Assignment 1

Dates and rules.

This assignment is for groups of 2 students. Student groups must be registered by October 7.

The deadline for submitting the assignment is October 18, plus 48 hours for solving any problems with your submission. No submissions will e accepted after 23:59 of October 20.

You must submit a zip file containing, at least, these three files, named exactly as specified (names are case-sensitive):

report.pdf
This is your report, in pdf format
tp1.py
This is a Python 3.x script that can be used to run your code for this assignment.
TP1-data.csv
This is the original data file we provide.

You can include other files in the zip file, if necessary (e.g. other python modules if you wish to separate your code into several files)

Your report may be in English or Portuguese.

Objective

The goal of this assignment is to parametrize, fit and compare logistic regression, K-nearest neighbours and Naive Bayes classifiers. The data set is the banknote authentication data set, which you can download here: TP1-data.csv.

This data set was obtained from the UCI machine learning repository

You will have to load and pre-process the data, select the best regularization parameter for the logistic regression (using the four features provided; do not add extra features), select the best k value for the K-Nearest Neighbours classifier and select the best bandwidth parameter for the Kernel Density Estimators used in the Naive Bayes classifier. Assume the same bandwidth for all Kernel Density Estimators used.

You must implement your own Naive Bayes classifier using the Kernel Density Estimators for the probability distributions of the features. For this, you can use any code from the lectures, lecture notes and tutorials that you find useful. Also, you can use the KernelDensity class from sklearn.neighbors.kde for the density estimation. You should use the Logistic Regression and k-Nearest Neighbours classifiers available in the Scikit-learn library.

Finally, you must compare the performance of the three classifiers, choose the best and discuss if it is significantly better than the others.

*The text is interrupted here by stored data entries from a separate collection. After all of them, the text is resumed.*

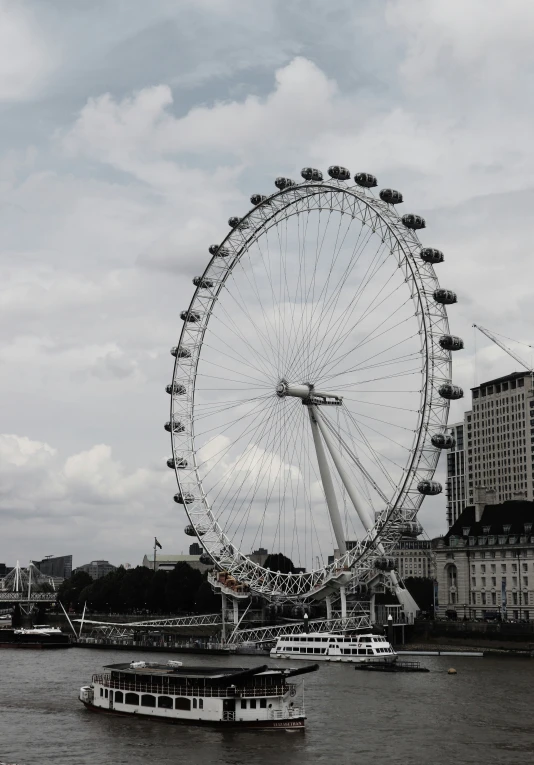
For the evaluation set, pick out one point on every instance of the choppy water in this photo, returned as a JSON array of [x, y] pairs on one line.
[[482, 715]]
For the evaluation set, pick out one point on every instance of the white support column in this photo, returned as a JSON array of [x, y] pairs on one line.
[[343, 474], [223, 606], [405, 599], [343, 602], [235, 604], [328, 485]]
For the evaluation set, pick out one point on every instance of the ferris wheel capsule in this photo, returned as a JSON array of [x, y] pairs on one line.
[[443, 441], [450, 392], [174, 426], [191, 316], [431, 255], [391, 196], [445, 297], [429, 488], [202, 282], [311, 174], [175, 389], [257, 199], [413, 221], [366, 180], [180, 353], [451, 343], [385, 564], [217, 250], [411, 529], [235, 222], [339, 173], [184, 499], [284, 183]]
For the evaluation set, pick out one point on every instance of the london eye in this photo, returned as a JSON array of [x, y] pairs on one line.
[[311, 386]]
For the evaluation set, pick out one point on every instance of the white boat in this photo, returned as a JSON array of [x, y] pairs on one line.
[[326, 646], [220, 696]]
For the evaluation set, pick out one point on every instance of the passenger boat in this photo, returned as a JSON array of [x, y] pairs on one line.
[[326, 646], [260, 697]]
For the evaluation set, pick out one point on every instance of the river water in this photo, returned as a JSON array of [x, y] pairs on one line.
[[482, 715]]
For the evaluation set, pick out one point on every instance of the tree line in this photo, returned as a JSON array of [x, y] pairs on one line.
[[141, 590]]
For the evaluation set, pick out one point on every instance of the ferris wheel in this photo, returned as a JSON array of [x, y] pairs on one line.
[[311, 386]]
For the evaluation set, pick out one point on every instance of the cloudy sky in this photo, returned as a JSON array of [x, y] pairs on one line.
[[131, 131]]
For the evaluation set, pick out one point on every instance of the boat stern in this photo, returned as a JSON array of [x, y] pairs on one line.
[[86, 694]]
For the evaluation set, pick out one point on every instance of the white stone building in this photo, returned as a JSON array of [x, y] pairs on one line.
[[455, 488], [485, 563], [414, 558]]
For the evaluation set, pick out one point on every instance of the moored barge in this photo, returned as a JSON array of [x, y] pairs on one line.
[[40, 636], [260, 697]]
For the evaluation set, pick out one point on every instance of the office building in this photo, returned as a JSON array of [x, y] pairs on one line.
[[97, 568], [499, 433], [455, 485], [168, 562], [57, 566]]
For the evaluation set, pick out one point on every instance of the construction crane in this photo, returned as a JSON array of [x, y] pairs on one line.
[[504, 347]]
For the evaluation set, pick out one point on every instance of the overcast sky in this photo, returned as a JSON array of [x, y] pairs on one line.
[[131, 131]]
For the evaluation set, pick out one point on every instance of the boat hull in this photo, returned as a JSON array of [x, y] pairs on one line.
[[297, 723], [389, 659]]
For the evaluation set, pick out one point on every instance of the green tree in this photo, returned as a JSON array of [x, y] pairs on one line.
[[279, 562], [70, 589], [182, 586]]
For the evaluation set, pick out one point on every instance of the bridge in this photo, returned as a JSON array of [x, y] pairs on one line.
[[23, 597], [211, 624]]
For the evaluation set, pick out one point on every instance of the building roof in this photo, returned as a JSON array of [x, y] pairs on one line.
[[506, 378], [514, 513]]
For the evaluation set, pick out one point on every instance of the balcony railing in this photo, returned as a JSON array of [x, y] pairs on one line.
[[286, 714], [190, 690]]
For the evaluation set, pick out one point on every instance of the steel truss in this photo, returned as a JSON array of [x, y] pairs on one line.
[[382, 537], [271, 634]]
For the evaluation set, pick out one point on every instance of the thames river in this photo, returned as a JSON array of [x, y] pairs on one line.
[[482, 715]]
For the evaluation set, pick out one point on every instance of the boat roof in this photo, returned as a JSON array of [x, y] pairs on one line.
[[208, 673], [331, 634]]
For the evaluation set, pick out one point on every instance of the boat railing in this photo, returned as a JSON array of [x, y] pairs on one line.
[[191, 690], [284, 714]]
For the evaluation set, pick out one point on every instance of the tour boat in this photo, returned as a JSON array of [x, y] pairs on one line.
[[260, 697], [326, 646]]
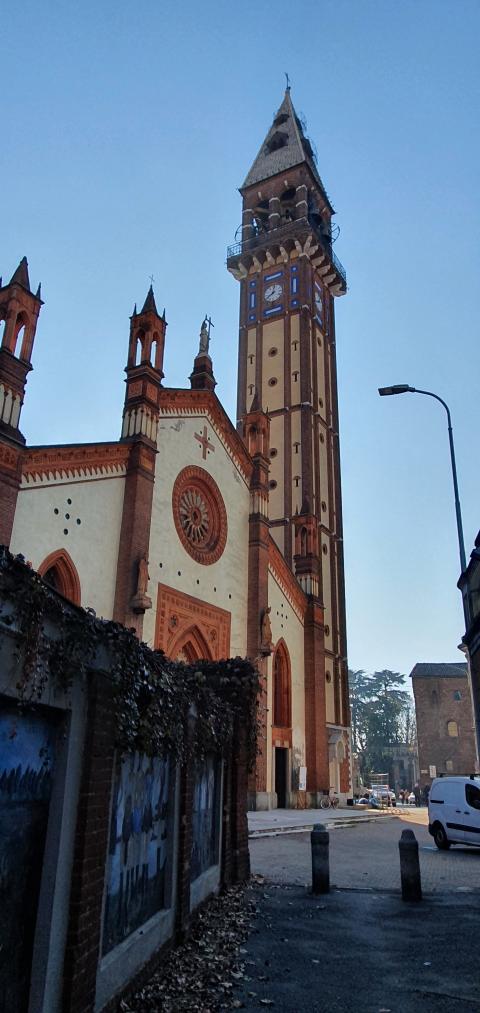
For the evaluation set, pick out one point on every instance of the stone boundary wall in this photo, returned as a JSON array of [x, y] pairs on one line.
[[69, 972]]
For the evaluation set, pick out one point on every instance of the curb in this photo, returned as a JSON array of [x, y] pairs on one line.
[[331, 825]]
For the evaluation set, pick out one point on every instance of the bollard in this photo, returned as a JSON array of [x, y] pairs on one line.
[[320, 861], [409, 866]]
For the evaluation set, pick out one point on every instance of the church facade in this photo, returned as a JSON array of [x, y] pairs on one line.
[[214, 540]]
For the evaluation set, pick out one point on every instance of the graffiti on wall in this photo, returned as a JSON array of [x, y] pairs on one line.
[[205, 845], [27, 742], [136, 886]]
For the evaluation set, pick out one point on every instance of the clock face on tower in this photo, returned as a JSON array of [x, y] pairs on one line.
[[272, 293]]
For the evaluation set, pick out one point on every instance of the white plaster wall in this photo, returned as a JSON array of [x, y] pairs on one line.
[[286, 624], [225, 582], [92, 544]]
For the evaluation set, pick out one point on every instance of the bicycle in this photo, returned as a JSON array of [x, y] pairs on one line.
[[330, 800]]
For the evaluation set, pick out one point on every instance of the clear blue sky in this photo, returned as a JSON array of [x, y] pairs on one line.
[[126, 131]]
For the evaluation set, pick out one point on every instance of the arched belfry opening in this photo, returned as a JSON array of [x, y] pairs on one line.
[[59, 570]]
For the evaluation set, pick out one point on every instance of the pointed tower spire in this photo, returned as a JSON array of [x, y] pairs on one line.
[[149, 304], [20, 276], [286, 145]]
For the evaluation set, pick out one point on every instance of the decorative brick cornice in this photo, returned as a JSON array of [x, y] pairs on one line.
[[84, 461], [286, 579], [205, 402]]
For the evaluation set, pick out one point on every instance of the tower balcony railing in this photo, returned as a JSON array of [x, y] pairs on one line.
[[285, 231]]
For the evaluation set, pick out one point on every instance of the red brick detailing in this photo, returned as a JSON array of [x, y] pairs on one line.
[[435, 705], [67, 578], [202, 378], [345, 770], [91, 841], [256, 431], [10, 476], [135, 531], [198, 402], [282, 736], [185, 624], [316, 735], [66, 462], [287, 578], [200, 515]]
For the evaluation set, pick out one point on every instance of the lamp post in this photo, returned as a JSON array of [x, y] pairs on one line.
[[403, 388]]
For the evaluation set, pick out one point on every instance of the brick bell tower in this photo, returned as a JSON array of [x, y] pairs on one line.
[[19, 310], [144, 382], [289, 279]]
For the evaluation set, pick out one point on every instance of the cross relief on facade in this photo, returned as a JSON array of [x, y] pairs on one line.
[[205, 443]]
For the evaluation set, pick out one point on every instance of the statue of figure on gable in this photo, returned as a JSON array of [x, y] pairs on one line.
[[205, 339]]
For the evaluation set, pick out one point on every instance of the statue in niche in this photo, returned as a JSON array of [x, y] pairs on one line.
[[141, 601]]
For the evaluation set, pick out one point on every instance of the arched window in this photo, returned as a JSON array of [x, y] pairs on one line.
[[282, 688], [19, 328], [60, 572], [303, 542]]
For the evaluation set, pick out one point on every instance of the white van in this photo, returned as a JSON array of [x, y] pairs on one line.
[[454, 810]]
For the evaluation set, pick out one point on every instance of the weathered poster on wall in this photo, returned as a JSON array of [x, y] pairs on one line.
[[27, 744], [138, 846], [206, 816]]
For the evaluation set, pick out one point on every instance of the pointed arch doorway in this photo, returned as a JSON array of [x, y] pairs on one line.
[[59, 570], [282, 730], [189, 629]]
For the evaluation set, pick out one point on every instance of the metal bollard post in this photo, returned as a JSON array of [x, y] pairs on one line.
[[320, 861], [409, 866]]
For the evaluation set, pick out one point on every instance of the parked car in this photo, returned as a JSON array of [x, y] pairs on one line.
[[384, 794], [454, 810]]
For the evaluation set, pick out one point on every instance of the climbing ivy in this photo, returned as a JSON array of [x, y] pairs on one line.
[[160, 705]]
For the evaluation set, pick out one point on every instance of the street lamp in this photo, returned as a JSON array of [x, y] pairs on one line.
[[403, 388]]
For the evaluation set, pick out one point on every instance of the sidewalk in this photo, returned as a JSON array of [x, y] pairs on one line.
[[360, 952], [272, 822]]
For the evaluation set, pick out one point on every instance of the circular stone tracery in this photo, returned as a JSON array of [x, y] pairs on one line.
[[200, 515]]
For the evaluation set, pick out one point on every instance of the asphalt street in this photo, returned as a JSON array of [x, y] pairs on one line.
[[355, 951], [367, 856]]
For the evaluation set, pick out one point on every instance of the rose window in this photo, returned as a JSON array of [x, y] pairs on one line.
[[200, 515], [194, 516]]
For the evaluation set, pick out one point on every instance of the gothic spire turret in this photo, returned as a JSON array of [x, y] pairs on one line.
[[20, 276], [149, 304]]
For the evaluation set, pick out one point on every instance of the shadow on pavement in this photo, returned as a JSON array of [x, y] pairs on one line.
[[361, 952]]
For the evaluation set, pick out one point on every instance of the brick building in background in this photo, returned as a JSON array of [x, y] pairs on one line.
[[444, 720]]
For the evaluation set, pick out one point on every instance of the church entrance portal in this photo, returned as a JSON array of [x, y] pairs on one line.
[[282, 764]]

The data are available in a .csv file where each line corresponds to a bank note and the five values, separated by commas, are, in order, the four features (variance, skewness and curtosis of Wavelet Transformed image and the entropy of the bank note image) and the class label, an integer with values 0 or 1, to distinguish between real bank notes and fake bank notes.

Your report should explain and justify the parameter selections and final conclusions, show the relevant error plots and explain your implementation of the Naive Bayes classifier.

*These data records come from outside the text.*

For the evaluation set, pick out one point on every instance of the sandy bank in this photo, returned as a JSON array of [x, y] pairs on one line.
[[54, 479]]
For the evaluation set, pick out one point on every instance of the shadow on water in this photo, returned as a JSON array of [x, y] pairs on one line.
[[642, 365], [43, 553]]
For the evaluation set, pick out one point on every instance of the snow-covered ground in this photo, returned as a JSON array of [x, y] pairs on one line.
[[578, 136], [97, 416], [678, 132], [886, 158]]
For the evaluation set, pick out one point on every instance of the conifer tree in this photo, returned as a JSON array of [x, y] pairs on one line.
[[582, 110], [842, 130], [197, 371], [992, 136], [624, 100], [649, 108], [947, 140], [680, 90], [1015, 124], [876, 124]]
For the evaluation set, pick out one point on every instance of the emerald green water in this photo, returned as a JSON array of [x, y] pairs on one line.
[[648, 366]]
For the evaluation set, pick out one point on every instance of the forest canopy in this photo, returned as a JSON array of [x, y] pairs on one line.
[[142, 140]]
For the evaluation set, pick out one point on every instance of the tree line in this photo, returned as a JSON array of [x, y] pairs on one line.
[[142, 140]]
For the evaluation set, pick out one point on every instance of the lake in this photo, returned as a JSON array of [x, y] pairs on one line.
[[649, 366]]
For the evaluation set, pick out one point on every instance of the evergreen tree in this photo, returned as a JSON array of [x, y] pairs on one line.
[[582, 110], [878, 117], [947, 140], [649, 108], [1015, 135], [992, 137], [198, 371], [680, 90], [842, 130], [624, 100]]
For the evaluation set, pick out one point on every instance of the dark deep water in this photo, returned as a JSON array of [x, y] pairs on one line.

Guidelines for the implementation

These are suggestions to help you understand what is required in this assignment. This section may be updated to clarify questions that arise during the assignment.

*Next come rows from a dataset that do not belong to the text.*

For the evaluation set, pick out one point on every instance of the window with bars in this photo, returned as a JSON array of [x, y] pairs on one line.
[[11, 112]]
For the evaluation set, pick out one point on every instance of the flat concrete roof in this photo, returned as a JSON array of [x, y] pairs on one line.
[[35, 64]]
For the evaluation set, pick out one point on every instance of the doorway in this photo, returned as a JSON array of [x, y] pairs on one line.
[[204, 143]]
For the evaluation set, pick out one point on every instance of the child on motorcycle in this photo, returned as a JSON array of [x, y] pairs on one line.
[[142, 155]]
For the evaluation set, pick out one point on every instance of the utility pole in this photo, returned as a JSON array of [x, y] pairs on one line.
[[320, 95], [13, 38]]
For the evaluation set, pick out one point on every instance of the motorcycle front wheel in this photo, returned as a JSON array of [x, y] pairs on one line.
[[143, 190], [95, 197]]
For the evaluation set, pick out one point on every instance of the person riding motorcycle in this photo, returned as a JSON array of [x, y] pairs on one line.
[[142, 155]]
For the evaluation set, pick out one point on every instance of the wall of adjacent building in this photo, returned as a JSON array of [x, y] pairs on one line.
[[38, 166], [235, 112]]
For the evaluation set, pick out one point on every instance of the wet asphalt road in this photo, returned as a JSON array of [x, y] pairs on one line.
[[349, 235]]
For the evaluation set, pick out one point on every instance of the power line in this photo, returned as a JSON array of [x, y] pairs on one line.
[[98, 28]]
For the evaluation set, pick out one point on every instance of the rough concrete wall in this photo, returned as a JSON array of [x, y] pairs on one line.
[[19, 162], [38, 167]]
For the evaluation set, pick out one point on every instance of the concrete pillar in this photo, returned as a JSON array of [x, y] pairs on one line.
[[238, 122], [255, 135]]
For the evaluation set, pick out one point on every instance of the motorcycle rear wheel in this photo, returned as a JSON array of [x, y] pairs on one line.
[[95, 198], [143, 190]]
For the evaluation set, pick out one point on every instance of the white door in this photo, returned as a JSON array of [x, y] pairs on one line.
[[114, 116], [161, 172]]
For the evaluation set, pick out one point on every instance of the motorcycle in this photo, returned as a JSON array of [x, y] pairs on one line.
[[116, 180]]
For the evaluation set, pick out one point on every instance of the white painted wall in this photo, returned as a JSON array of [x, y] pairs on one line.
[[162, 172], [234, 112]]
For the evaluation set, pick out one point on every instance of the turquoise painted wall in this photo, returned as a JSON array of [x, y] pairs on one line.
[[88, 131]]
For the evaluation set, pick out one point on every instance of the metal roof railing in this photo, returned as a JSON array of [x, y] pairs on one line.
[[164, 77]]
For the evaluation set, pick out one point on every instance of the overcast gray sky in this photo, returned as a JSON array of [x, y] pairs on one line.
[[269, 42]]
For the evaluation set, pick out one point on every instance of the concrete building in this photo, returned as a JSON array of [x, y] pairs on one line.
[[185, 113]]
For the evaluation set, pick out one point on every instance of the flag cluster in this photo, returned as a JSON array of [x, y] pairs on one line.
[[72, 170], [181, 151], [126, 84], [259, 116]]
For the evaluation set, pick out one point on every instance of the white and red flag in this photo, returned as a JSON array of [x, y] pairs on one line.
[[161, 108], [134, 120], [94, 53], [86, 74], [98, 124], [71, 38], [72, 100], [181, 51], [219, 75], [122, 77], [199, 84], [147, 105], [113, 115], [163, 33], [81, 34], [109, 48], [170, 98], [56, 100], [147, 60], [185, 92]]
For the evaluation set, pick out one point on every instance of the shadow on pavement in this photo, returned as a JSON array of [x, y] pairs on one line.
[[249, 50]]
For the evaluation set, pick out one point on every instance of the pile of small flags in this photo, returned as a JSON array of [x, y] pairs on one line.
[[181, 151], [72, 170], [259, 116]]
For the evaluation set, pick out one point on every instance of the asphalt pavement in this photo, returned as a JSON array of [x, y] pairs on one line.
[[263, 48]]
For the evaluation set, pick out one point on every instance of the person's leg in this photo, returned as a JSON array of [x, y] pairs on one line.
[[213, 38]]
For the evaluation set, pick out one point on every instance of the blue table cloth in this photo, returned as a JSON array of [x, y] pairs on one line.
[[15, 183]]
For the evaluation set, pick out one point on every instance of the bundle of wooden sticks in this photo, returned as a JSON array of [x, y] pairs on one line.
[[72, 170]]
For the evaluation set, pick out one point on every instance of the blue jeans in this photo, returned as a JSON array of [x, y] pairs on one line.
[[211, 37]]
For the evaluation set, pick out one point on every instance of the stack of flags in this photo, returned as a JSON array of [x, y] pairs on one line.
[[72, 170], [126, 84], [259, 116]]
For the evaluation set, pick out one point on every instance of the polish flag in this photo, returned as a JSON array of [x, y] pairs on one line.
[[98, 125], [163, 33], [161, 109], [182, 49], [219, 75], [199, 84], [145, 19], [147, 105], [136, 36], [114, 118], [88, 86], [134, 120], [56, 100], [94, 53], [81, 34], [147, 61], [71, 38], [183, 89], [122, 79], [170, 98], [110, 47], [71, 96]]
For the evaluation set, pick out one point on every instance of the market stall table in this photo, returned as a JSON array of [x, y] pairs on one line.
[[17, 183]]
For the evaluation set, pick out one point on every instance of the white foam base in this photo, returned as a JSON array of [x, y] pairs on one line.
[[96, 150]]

  • Process the data correctly, including randomizing the order of the data points and standardizing the values.
  • Determine the parameters with cross validation on two thirds of the data, leaving one third out for testing.
  • For the regularization parameter of the logistic regression classifier, start with a C value of 1 and double it at each iteration for 20 iterations. Plot the errors against the logarithm of the C value.
  • For the k value of the K-Nearest Neighbours classifier, test k values from 1 to 39 using odd values only.
  • Use a Gaussian kernel (default) for all the Kernel Density Estimators in your Naive Bayes classifier.
  • Use the same bandwidth value for all the Kernel Density Estimators in your Naive Bayes classifier, and try values from 0.01 to 1 with a step of 0.02.
  • When splitting your data, for testing and for cross validation, use stratified sampling.
  • Use 5 folds for cross validation
  • Use the fraction of incorrect classifications as the measure of the error. This is equal to 1-accuracy, and the accuracy can be obtained with the score method of the logistic regression and KNN classifiers in Scikit-learn.
  • For the NB classifier, you can implement your own measure of the accuracy or use the accuracy_score function in the metrics module.
  • For comparing the classifiers, use McNemar's test with a 95% confidence interval

Guidelines for the report

The report for this assignment should:

  • Explain your implementation of the Naïve Bayes classifier
  • Explain what are the three parameters that were optimized and their effects on their respective classifiers. This will also require a brief explanation of how each classifier works.
  • Explain the method by which the optimal values were found, noting the differences between the errors and the importance of leaving out a test set for the final evaluation
  • Estimate the true error for each classifier, compare the classifiers with McNemar's test and discuss which, if any, is better for this application
  • The report should show the error plots but no other plots are necessary (since the data is in four dimensions, plotting the data and the classification would not be a simple task).